Regardless of whether one of these vehicles is leased or fully owned, whether a single car is driven for business purposes or an entire fleet, you will need to purchase commercial car insurance. State laws mandate businesses to have commercial auto insurance and, it is important to note, the normal Business Owners Policy (or “BOP”) will not provide coverage for vehicles used by a business.
Any vehicle that is used for snowplowing, or that carries toilet facilities, or is used for catering food services and so on, are also mandated to carry this insurance. Keep in mind that if you frequently transport clients or customers it will also likely be needed.
Commercial insurance is not too different from other auto insurance. For example, a driver must have liability coverage, only at a more lofty coverage level. There are also a myriad of add-ons (known as “riders”) that specifically geared to businesses. These riders can be purchased to cover employees, protect equipment and loading and unloading of said equipment. One can even protect business assets with this extra added coverage. One is wise to also purchase comprehensive and collision coverage, medical coverage (for personal injury), underinsured and uninsured motorists protection and perhaps other coverage available through riders that are designed for specific industries.

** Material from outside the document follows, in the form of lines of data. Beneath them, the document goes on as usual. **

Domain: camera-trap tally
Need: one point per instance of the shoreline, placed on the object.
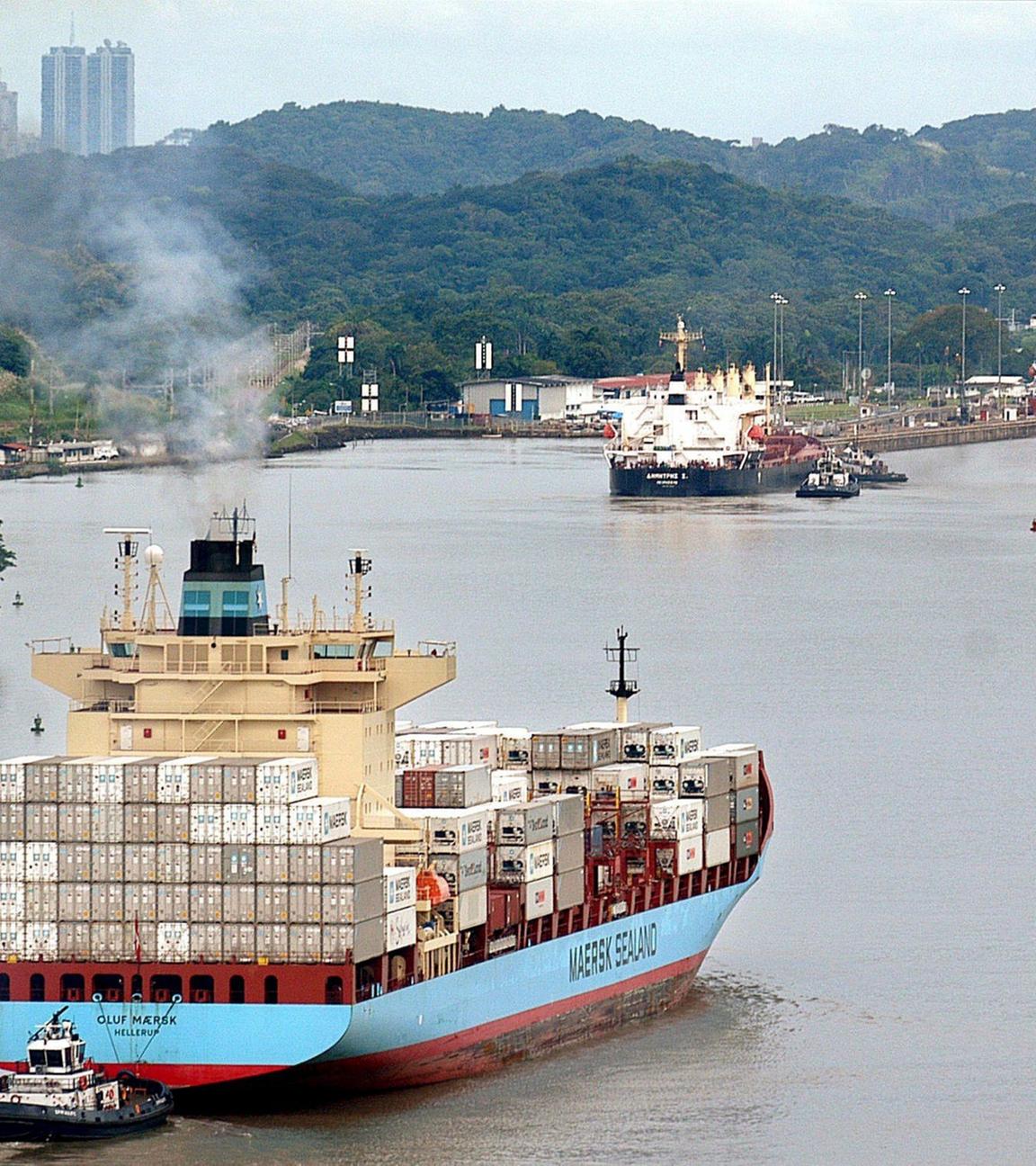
(339, 436)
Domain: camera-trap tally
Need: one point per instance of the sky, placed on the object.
(731, 69)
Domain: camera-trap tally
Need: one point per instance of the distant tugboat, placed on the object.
(869, 469)
(62, 1096)
(830, 480)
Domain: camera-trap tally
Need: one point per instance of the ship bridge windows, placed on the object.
(335, 650)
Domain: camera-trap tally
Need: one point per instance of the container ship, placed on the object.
(245, 873)
(704, 434)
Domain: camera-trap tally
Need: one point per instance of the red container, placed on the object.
(418, 788)
(505, 907)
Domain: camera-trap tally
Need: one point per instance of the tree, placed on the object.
(14, 353)
(7, 558)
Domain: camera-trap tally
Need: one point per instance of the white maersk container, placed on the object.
(508, 785)
(524, 824)
(318, 820)
(41, 941)
(690, 854)
(207, 822)
(41, 862)
(469, 749)
(400, 929)
(674, 743)
(287, 779)
(237, 823)
(623, 779)
(524, 864)
(676, 818)
(109, 779)
(400, 887)
(514, 749)
(174, 778)
(539, 898)
(13, 776)
(455, 831)
(472, 909)
(718, 847)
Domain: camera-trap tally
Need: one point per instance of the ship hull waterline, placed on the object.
(514, 1008)
(705, 481)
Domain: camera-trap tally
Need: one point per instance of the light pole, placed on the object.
(1000, 290)
(776, 298)
(782, 303)
(889, 295)
(860, 296)
(964, 292)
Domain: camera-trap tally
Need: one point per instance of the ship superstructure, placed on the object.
(704, 433)
(243, 870)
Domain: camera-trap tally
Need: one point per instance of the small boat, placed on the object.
(58, 1095)
(830, 480)
(869, 469)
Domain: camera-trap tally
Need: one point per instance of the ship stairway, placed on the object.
(210, 692)
(207, 731)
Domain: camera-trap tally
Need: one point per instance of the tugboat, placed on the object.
(830, 480)
(61, 1095)
(869, 469)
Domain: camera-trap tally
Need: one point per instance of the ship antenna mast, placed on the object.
(623, 686)
(358, 567)
(681, 338)
(127, 562)
(283, 611)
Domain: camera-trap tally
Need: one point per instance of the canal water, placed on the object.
(871, 1000)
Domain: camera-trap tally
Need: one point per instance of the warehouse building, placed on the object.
(529, 399)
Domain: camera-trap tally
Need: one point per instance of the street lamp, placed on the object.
(860, 296)
(999, 290)
(782, 303)
(776, 298)
(964, 292)
(889, 295)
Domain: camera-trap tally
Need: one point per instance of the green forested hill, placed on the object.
(937, 175)
(158, 249)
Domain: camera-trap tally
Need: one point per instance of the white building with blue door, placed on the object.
(529, 399)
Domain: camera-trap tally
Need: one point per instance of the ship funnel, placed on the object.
(224, 589)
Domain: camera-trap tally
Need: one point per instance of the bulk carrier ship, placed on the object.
(244, 874)
(704, 434)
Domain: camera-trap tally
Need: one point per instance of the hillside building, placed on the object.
(87, 101)
(8, 121)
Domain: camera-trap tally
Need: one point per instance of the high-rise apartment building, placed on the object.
(63, 99)
(86, 102)
(8, 121)
(110, 112)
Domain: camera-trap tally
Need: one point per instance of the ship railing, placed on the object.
(437, 647)
(103, 705)
(54, 645)
(342, 707)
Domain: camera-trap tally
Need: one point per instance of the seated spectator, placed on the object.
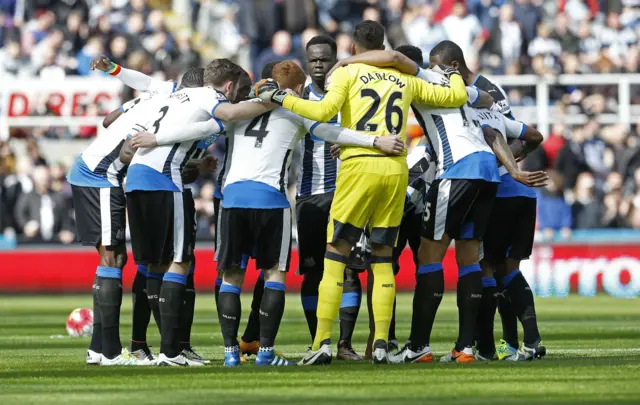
(505, 41)
(554, 214)
(465, 30)
(422, 30)
(545, 52)
(281, 49)
(43, 214)
(586, 209)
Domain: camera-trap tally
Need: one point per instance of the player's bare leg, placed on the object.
(108, 293)
(426, 300)
(383, 296)
(485, 344)
(172, 294)
(271, 310)
(230, 312)
(469, 293)
(519, 295)
(329, 298)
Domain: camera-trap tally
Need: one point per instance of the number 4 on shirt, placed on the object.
(261, 132)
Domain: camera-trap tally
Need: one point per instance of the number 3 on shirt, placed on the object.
(390, 109)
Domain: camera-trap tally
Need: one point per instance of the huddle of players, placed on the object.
(154, 140)
(463, 144)
(161, 210)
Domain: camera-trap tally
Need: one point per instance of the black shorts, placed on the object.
(410, 229)
(162, 226)
(458, 207)
(266, 233)
(100, 215)
(312, 216)
(513, 225)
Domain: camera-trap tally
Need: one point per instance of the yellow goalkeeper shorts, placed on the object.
(369, 190)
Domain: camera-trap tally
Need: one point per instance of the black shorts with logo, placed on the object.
(512, 229)
(312, 216)
(162, 225)
(266, 233)
(458, 207)
(100, 215)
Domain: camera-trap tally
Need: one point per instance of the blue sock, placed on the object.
(155, 276)
(488, 282)
(175, 278)
(230, 288)
(274, 285)
(271, 310)
(429, 268)
(464, 270)
(109, 272)
(509, 277)
(142, 269)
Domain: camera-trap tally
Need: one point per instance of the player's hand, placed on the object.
(101, 63)
(208, 164)
(338, 65)
(531, 179)
(189, 174)
(268, 90)
(445, 70)
(335, 151)
(392, 145)
(144, 140)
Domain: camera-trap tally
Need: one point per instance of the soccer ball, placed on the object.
(80, 322)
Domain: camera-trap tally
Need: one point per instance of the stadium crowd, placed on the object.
(595, 169)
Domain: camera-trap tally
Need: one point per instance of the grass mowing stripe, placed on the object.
(594, 358)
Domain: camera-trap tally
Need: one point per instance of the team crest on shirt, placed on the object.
(309, 262)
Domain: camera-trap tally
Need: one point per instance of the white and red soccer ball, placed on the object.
(80, 322)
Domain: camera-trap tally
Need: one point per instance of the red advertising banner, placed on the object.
(554, 270)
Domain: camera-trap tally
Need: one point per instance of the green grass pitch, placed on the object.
(593, 358)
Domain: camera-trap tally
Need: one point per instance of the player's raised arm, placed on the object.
(393, 145)
(176, 134)
(131, 78)
(502, 151)
(241, 111)
(532, 137)
(323, 110)
(383, 59)
(440, 96)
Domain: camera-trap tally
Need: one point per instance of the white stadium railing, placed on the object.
(14, 93)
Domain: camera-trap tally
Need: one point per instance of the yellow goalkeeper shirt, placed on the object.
(375, 101)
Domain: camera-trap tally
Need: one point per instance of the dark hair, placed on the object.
(369, 35)
(449, 51)
(221, 70)
(324, 40)
(289, 75)
(267, 70)
(193, 77)
(412, 52)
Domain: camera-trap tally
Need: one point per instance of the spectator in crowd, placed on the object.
(529, 16)
(554, 214)
(505, 42)
(586, 210)
(465, 30)
(281, 49)
(422, 29)
(545, 52)
(43, 214)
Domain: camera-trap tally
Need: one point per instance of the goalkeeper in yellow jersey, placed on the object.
(371, 186)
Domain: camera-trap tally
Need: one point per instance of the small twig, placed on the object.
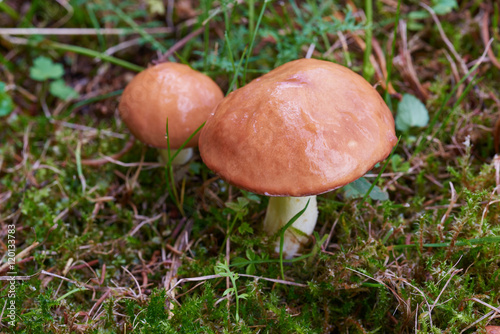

Coverage comes in the following formats: Coverage for vehicles owned by the business, cars owned or leased by a business and all cars used by the business regardless of ownership or who leased or hired them.
If you have a car that is only used on occasion for business purposes, you might be able to obtain sporadic business use coverage. In this instance, the vehicle cannot be utilized primarily for business. On the other hand, should you be driving a car that is commercially insured only for personal reasons, you would not be covered in the event of an accident.
It is wise to check with your state about its requirements for the level and kind of insurance that is needed. At the least, one must obtain the same insurance that is generally needed for one’s personal car in the form of a commercial policy.